O helicóptero da Presidência
era muito grande para pousar
próximo à barragem da qual parte uma adutora financiada pelo
PAC. Aboliu-se o desembarque
porque, como explicou o presidente, "podia dar problema".
O plano alternativo também
falhou. A ideia era demonstrar ao
vivo as maravilhas da adutora a
ser inaugurada. A torneira que
traria água até o palanque, porém, não foi instalada. "Lamentavelmente, não deu tempo de a
gente fazer a obra, e a torneira
não pôde chegar aqui", justificou
Lula, na terra outrora governada
pelo autor de "Vidas Secas", Graciliano Ramos.
Dadas as circunstâncias um
tanto restritivas, o presidente resolveu inaugurar algo mais abstrato: "Um outro jeito de fazer
política no nosso país". Antes dele, discursou, as decisões do governo eram tomadas na base do
compadrio; prevalecia "a política
dos amigos". Lula valeu-se do fato de inaugurar obra ao lado de
um governador do PSDB, Teotonio Vilela Filho, para persuadir
de que os tempos mudaram.
O presidente exagerou. Todos
os que já se sentaram na sua cadeira se viram compelidos a alargar seus horizontes político-partidários. A atitude faz parte do
instinto de sobrevivência de todo governante e é necessária para que a democracia funcione.
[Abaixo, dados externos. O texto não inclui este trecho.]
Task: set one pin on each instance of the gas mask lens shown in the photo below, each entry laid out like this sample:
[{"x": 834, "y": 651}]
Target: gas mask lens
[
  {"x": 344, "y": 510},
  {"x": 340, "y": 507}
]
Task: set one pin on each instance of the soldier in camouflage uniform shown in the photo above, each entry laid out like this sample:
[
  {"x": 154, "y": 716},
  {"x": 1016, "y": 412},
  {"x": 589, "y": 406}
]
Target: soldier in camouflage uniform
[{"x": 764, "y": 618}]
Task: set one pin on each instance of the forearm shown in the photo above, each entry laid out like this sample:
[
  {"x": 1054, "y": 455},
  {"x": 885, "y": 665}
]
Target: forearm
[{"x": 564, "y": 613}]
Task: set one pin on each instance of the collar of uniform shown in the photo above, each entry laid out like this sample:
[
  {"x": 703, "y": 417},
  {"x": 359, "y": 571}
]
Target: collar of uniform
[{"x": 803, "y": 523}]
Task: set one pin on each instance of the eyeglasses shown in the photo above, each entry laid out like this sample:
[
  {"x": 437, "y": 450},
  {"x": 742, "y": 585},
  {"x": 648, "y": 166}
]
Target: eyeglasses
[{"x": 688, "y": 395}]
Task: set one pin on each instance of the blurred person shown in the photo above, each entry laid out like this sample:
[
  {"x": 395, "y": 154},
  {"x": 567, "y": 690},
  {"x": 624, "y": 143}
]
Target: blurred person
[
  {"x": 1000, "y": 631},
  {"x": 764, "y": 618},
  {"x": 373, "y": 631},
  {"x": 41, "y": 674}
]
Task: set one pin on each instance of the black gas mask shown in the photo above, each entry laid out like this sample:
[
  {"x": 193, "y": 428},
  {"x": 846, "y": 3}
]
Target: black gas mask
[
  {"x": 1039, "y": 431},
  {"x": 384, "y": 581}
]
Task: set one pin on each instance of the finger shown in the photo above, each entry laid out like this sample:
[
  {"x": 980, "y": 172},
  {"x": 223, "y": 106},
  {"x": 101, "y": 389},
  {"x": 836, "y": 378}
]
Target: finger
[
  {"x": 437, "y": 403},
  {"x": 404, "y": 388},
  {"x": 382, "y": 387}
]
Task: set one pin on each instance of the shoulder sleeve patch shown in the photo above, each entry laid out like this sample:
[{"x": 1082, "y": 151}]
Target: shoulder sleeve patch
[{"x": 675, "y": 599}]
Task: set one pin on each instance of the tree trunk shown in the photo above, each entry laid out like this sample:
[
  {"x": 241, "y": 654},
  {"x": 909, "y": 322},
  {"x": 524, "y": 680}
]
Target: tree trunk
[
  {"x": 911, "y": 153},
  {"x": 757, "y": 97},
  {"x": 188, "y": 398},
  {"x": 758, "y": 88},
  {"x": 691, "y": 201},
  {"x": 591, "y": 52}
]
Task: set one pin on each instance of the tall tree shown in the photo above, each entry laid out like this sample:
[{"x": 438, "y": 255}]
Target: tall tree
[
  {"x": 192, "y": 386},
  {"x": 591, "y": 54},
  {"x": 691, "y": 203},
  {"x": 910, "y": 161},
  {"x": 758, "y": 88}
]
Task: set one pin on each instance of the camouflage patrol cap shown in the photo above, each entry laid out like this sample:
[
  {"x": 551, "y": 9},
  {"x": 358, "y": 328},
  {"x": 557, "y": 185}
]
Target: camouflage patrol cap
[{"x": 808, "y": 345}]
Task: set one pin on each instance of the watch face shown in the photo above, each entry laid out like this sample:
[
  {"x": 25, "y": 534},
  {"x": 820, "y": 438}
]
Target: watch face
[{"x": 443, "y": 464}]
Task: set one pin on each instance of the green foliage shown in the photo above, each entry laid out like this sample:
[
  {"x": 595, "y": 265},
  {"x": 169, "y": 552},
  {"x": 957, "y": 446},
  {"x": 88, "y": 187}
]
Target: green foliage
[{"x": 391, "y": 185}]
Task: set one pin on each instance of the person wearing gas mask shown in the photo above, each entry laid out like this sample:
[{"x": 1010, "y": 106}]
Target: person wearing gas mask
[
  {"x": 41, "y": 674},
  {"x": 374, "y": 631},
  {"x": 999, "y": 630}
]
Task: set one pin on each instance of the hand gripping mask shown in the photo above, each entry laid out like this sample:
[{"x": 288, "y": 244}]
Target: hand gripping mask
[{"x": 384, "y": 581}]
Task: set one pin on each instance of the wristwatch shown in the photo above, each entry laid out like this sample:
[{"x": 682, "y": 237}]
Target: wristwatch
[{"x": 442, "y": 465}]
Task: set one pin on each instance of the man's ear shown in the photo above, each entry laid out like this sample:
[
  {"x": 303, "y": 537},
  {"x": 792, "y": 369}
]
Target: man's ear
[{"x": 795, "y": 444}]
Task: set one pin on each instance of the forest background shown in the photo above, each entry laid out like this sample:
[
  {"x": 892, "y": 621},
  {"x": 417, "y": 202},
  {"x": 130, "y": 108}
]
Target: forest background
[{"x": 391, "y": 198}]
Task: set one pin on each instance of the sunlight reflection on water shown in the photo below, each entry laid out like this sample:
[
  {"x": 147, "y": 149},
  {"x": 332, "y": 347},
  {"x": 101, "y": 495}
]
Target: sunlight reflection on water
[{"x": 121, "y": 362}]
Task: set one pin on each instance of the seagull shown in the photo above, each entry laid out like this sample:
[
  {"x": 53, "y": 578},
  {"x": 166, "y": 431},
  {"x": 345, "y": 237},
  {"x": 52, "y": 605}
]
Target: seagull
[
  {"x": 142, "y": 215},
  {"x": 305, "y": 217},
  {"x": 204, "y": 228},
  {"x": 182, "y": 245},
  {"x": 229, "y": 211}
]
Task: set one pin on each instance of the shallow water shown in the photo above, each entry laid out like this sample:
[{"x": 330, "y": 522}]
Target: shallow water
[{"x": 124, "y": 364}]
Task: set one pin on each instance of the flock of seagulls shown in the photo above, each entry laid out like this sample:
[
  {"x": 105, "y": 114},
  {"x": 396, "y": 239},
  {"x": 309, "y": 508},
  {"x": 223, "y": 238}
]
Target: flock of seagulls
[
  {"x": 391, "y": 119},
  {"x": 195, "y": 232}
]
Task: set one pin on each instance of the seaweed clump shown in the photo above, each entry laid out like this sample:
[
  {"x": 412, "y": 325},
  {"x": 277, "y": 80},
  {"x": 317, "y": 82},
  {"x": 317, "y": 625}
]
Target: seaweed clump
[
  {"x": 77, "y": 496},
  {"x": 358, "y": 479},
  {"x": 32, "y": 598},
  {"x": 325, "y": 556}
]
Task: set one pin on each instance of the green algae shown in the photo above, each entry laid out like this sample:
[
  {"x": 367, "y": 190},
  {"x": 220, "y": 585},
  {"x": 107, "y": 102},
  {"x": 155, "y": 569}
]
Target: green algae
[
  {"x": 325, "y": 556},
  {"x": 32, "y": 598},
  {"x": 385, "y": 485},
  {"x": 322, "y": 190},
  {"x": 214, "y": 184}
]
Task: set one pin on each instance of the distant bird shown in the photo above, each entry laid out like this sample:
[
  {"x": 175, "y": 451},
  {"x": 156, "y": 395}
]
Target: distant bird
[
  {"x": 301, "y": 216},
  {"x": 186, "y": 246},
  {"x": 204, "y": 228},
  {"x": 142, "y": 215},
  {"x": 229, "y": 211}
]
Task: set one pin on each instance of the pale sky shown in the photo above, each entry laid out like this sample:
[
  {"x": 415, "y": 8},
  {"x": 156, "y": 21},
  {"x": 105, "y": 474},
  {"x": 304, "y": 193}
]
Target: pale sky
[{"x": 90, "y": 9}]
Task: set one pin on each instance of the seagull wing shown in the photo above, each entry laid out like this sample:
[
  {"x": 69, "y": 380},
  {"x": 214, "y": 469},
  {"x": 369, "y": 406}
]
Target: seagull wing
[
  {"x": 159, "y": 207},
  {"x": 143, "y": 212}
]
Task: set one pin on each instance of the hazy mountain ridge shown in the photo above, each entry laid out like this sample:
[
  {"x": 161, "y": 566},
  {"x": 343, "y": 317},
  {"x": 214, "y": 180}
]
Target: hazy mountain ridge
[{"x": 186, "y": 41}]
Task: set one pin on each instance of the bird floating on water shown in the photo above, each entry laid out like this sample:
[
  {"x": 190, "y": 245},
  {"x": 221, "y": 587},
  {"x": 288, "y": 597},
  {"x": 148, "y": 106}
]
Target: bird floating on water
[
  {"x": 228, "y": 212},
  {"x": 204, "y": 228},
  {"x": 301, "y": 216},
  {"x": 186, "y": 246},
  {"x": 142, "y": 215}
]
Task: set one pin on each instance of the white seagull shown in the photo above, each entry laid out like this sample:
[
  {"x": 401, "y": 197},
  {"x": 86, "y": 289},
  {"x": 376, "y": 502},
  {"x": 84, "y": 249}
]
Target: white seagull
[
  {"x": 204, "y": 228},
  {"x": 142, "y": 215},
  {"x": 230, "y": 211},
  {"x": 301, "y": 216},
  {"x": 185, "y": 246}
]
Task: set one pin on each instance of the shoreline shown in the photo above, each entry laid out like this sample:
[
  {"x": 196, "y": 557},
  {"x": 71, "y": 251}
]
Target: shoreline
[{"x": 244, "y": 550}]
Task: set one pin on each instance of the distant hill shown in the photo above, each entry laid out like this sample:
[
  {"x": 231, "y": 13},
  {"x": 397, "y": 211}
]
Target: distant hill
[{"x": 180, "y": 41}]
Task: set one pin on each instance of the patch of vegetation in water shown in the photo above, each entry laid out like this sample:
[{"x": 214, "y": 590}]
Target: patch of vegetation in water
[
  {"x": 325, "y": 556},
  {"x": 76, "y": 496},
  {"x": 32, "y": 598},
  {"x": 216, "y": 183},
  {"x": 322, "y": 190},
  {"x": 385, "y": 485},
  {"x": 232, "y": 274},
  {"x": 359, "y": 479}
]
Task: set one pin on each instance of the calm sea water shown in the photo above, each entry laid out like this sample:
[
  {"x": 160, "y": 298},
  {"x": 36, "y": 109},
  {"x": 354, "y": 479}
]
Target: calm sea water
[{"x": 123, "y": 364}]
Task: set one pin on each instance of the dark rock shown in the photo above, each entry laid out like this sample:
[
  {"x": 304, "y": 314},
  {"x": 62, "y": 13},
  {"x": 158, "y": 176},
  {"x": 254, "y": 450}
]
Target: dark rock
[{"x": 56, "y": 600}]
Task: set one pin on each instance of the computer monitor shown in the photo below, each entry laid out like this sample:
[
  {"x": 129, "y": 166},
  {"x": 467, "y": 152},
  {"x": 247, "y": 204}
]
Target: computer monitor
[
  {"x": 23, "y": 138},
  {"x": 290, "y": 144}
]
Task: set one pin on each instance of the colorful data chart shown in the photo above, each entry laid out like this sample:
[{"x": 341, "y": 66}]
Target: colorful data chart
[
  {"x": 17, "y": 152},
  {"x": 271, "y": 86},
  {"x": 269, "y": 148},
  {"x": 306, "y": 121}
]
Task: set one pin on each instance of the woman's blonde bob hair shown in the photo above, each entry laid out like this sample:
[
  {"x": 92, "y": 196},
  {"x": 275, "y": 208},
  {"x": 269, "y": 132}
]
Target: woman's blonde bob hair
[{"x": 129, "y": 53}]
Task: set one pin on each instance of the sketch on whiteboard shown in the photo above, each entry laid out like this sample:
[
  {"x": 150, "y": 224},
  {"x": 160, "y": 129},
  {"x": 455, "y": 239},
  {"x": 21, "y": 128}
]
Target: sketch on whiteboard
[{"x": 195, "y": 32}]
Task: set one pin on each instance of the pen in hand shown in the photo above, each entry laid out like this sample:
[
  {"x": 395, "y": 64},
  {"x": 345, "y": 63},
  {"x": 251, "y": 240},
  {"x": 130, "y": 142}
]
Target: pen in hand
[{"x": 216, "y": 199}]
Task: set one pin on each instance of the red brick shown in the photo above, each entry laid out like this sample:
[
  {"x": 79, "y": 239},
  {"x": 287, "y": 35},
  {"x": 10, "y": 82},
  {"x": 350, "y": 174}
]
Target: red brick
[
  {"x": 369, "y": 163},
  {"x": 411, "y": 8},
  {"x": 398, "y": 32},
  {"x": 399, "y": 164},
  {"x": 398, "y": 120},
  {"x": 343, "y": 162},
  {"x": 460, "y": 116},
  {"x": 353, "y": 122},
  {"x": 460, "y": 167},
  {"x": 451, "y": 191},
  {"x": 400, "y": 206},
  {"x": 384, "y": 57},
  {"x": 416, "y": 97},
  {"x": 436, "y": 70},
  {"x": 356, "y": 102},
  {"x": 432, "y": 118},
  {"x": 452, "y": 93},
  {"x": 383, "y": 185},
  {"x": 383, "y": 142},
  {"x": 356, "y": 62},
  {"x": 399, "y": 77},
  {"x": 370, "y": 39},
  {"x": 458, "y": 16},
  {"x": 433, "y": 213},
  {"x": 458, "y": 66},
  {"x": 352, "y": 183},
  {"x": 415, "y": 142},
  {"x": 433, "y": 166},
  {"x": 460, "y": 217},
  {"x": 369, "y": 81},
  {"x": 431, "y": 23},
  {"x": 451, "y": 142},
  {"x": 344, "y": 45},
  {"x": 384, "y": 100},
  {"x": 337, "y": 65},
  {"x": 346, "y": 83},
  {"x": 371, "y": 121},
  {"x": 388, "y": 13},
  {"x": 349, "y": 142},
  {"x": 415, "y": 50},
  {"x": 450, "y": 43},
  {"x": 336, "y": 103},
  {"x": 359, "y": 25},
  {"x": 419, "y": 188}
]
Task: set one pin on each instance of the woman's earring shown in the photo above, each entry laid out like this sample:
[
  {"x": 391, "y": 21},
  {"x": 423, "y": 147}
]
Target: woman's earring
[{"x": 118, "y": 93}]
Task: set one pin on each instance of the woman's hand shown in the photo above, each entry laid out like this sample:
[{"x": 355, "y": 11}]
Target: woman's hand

Mas a generosidade de Lula nesse aspecto tem sido maior que o
seu helicóptero.
Ainda em Alagoas, o presidente rasgou elogios a uma notória
dupla de congressistas. "Quero
aqui fazer justiça ao comportamento do senador Collor e do senador Renan, que têm dado uma
sustentação muito grande aos
trabalhos do governo no Senado." Dias antes, Lula fizera "justiça" ao ex-presidente José Sarney e expusera o PT a mais um
vexame histórico.
O presidente da República torna-se o fiador do que há de mais
retrógrado na política brasileira.
Abençoa de bom grado o compadrio -bem como sua matriz, o
patrimonialismo- que displicentemente afirma combater. O
uso de contratos, cargos e dinheiro públicos para beneficiar
amigos e parentes é o roteiro
monótono do interminável escândalo do Senado. Alguns de
seus protagonistas gozam da
proteção de Lula.
Os modernistas inventaram a
metáfora da antropofagia para
designar a sua plataforma estética. Cabia devorar a tradição, como os caetés devoraram o bispo
Sardinha, para dar à luz algo novo e vigoroso -no caso, uma cultura nacional. Na relação entre
Lula e os velhos oligarcas, não se
sabe ao certo quem é devorado e
quem devora.
Parecem todos desfrutar do
mesmo banquete de privilégios e
mandonismo. No século 21, o
presidente Lula e seus compadres dão sobrevida ao Brasil decadente retratado por Graciliano
Ramos -um mundo que já deveria estar sepultado.